Agility Robotics a ouvert un centre d’entraînement de 60 000 pieds carrés à Fremont, en Californie — à une courte distance en voiture de l’usine de Tesla — où son humanoïde Digit apprend des compétences d’entrepôt dans des environnements proches du réel, a rapporté TechCrunch le 17 juillet. L’emplacement est un étendard délibérément planté au cœur de la course aux humanoïdes.
Un entraînement pour l’entrepôt
Le site est conçu pour mettre Digit à l’épreuve dans des scénarios logistiques réalistes — déplacer des bacs, circuler dans les allées, gérer les cas limites compliqués qui séparent une démonstration d’un déploiement. Les cofondateurs d’Agility Damion Shelton et Jonathan Hurst, avec la directrice générale Peggy Johnson, présentent Digit comme un robot de travail plutôt que comme un accessoire de scène.

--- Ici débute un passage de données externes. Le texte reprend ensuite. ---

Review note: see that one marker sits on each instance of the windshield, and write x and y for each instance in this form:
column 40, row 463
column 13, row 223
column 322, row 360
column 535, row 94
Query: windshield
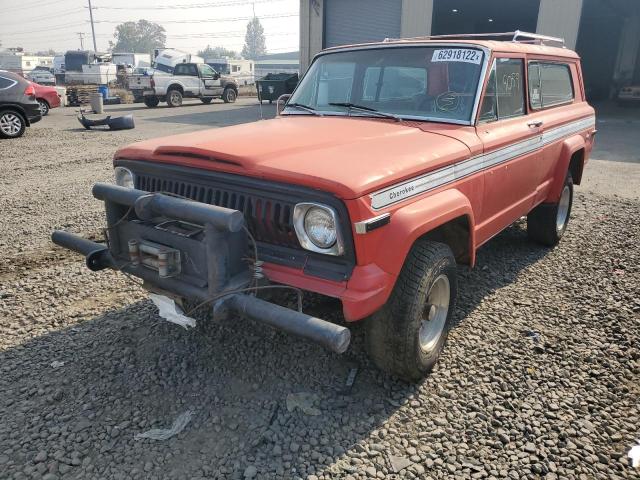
column 430, row 83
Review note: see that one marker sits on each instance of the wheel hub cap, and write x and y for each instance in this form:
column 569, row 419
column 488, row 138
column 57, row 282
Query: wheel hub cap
column 435, row 313
column 10, row 124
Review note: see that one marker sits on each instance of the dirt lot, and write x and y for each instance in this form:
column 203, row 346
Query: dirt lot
column 540, row 378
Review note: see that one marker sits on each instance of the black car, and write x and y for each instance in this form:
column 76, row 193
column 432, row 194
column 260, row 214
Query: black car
column 18, row 105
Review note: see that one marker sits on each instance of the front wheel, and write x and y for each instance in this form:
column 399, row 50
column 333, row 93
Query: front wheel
column 406, row 336
column 174, row 98
column 12, row 124
column 151, row 101
column 229, row 95
column 547, row 222
column 44, row 107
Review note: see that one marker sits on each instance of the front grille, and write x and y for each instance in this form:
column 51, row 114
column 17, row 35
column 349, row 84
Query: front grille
column 269, row 220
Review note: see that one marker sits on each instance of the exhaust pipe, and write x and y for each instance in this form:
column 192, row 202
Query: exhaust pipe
column 329, row 335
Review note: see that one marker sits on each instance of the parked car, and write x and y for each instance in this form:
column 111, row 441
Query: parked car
column 629, row 95
column 390, row 164
column 47, row 98
column 18, row 105
column 43, row 77
column 190, row 80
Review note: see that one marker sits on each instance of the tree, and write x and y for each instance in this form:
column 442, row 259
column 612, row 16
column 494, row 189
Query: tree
column 254, row 41
column 138, row 37
column 217, row 52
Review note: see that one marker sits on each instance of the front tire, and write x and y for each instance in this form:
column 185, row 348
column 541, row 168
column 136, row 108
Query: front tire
column 174, row 98
column 229, row 95
column 547, row 222
column 406, row 336
column 151, row 101
column 12, row 124
column 44, row 107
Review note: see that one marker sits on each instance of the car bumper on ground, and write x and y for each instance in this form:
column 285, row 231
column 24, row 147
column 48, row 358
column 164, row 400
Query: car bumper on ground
column 191, row 250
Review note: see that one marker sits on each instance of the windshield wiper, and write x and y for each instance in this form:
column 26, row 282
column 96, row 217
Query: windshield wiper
column 353, row 106
column 306, row 108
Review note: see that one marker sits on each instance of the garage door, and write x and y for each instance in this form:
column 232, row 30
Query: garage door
column 358, row 21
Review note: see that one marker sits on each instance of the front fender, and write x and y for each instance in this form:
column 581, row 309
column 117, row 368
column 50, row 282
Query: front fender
column 570, row 146
column 416, row 219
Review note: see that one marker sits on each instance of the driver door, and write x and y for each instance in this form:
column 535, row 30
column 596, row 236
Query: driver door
column 210, row 83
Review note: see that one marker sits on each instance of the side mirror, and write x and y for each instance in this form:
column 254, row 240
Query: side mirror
column 281, row 102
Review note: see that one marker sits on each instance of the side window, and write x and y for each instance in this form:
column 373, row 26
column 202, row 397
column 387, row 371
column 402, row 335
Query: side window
column 557, row 87
column 535, row 86
column 489, row 108
column 6, row 83
column 510, row 87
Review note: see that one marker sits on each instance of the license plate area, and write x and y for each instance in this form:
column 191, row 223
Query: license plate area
column 161, row 258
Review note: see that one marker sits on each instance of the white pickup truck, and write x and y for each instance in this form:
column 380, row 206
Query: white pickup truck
column 189, row 80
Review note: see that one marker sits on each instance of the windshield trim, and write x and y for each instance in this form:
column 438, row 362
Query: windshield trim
column 476, row 102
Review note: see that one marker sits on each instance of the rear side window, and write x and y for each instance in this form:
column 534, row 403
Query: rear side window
column 504, row 96
column 549, row 84
column 6, row 83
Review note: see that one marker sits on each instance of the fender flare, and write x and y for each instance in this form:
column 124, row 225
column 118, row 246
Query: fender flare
column 570, row 146
column 418, row 218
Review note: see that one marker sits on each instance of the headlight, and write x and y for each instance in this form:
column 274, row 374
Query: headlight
column 317, row 228
column 124, row 177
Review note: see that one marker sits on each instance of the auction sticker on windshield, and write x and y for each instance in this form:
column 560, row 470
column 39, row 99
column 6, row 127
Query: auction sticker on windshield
column 467, row 55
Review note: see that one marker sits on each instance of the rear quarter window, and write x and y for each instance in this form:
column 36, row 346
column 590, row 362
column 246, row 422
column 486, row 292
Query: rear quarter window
column 6, row 83
column 550, row 84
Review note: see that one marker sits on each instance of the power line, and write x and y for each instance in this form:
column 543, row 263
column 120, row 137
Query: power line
column 189, row 5
column 208, row 20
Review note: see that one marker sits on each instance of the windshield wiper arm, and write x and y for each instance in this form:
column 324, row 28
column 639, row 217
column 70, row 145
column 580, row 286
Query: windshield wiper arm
column 353, row 106
column 306, row 108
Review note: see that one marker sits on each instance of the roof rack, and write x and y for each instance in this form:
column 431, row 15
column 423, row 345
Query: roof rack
column 517, row 36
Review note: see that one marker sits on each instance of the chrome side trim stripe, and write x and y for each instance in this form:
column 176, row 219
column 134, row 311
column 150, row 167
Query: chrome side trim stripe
column 442, row 176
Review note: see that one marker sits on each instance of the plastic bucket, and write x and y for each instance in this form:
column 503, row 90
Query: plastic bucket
column 104, row 91
column 95, row 99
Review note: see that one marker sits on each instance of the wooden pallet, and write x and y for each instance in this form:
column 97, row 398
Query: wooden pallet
column 80, row 94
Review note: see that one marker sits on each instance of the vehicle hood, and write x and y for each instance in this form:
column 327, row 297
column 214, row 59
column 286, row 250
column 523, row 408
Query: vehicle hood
column 346, row 156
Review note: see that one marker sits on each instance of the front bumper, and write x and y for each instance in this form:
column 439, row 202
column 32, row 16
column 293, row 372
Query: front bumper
column 191, row 250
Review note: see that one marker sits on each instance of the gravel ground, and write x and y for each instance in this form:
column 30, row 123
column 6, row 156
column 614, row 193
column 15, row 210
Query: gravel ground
column 540, row 378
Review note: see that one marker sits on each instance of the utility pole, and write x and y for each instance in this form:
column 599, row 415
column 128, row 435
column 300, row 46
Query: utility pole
column 93, row 30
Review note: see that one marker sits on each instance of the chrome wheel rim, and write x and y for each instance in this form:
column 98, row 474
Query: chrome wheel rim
column 434, row 316
column 10, row 124
column 563, row 208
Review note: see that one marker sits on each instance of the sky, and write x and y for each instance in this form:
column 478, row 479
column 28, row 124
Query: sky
column 190, row 24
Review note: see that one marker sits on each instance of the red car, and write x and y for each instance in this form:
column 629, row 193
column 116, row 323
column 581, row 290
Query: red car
column 47, row 97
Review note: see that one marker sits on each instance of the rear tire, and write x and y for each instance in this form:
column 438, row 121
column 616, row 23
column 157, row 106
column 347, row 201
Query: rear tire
column 12, row 124
column 547, row 222
column 229, row 95
column 406, row 336
column 44, row 107
column 151, row 102
column 174, row 98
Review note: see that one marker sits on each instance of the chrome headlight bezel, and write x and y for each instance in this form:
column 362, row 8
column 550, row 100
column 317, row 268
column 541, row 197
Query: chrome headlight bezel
column 299, row 214
column 124, row 177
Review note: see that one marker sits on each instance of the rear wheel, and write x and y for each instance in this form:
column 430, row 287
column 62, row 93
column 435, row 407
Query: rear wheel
column 547, row 222
column 406, row 336
column 174, row 98
column 12, row 124
column 44, row 107
column 229, row 95
column 151, row 102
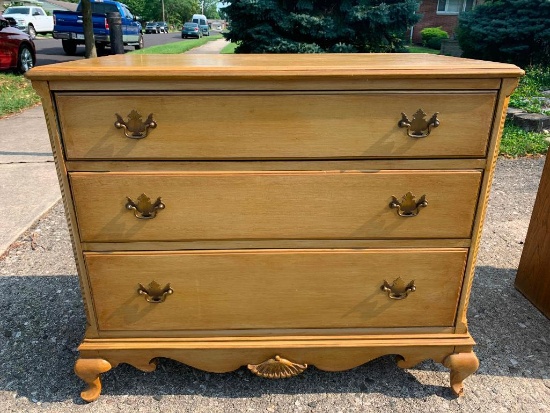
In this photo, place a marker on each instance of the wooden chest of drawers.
(275, 211)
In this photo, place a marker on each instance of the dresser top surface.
(182, 66)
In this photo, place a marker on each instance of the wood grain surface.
(276, 289)
(274, 205)
(275, 125)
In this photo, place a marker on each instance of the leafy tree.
(514, 31)
(210, 8)
(308, 26)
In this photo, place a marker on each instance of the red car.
(17, 50)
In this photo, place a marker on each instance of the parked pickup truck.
(30, 19)
(68, 26)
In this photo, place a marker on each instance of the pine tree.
(514, 31)
(307, 26)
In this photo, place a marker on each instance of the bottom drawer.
(283, 289)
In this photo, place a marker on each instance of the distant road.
(49, 51)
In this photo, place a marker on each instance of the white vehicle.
(201, 20)
(30, 19)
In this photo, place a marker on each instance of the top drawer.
(282, 125)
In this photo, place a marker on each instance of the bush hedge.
(432, 36)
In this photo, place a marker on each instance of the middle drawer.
(275, 205)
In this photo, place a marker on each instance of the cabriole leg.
(89, 371)
(462, 365)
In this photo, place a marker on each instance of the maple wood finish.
(533, 278)
(326, 212)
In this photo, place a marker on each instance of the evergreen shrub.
(509, 31)
(432, 36)
(320, 26)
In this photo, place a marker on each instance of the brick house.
(441, 13)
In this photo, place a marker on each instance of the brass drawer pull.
(134, 128)
(144, 209)
(153, 293)
(419, 127)
(408, 207)
(398, 290)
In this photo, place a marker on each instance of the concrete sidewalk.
(29, 185)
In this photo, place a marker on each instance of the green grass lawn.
(229, 49)
(420, 49)
(16, 94)
(177, 47)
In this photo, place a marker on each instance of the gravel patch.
(43, 321)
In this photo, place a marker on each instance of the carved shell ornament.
(277, 368)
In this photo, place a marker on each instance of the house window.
(454, 6)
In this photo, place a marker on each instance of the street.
(49, 50)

Un véritable carnet de commandes
Les chiffres confirment ce discours. Agility indique détenir environ 300 millions de dollars de commandes contractuelles, Digit étant déjà déployé chez Amazon, GXO, Schaeffler et Toyota Motor Manufacturing Canada, et plus de 30 clients étant en phase de discussion pour un déploiement. Sur un site logistique, l’entreprise affirme que Digit a déplacé plus de 100 000 bacs — une rare donnée d’usage concret dans un secteur riche en promesses.
Le prochain modèle
Une version de cinquième génération de Digit dotée de capacités de détection des humains — la capacité à détecter les personnes et à travailler en toute sécurité à proximité — est attendue à l’automne 2026. Cette amélioration est importante pour les entrepôts partagés, où robots et salariés humains opèrent de plus en plus côte à côte et où la certification de sécurité conditionne le déploiement dans le monde réel.
Vers la cotation
Agility cherche aussi à réaliser une fusion inversée pour entrer en Bourse plus tard cette année, une voie plus rapide vers les capitaux qu’exige la montée en puissance d’une activité matérielle — et qui la placerait parmi les premières sociétés purement spécialisées dans les humanoïdes cotées en Bourse. Entre un centre d’entraînement, un carnet de commandes de 300 millions de dollars et un projet de cotation, l’entreprise se positionne comme le fabricant d’humanoïdes le plus avancé sur la voie qui mène du spectacle à l’outil industriel — et elle le fait, de manière assumée, dans le jardin de Tesla.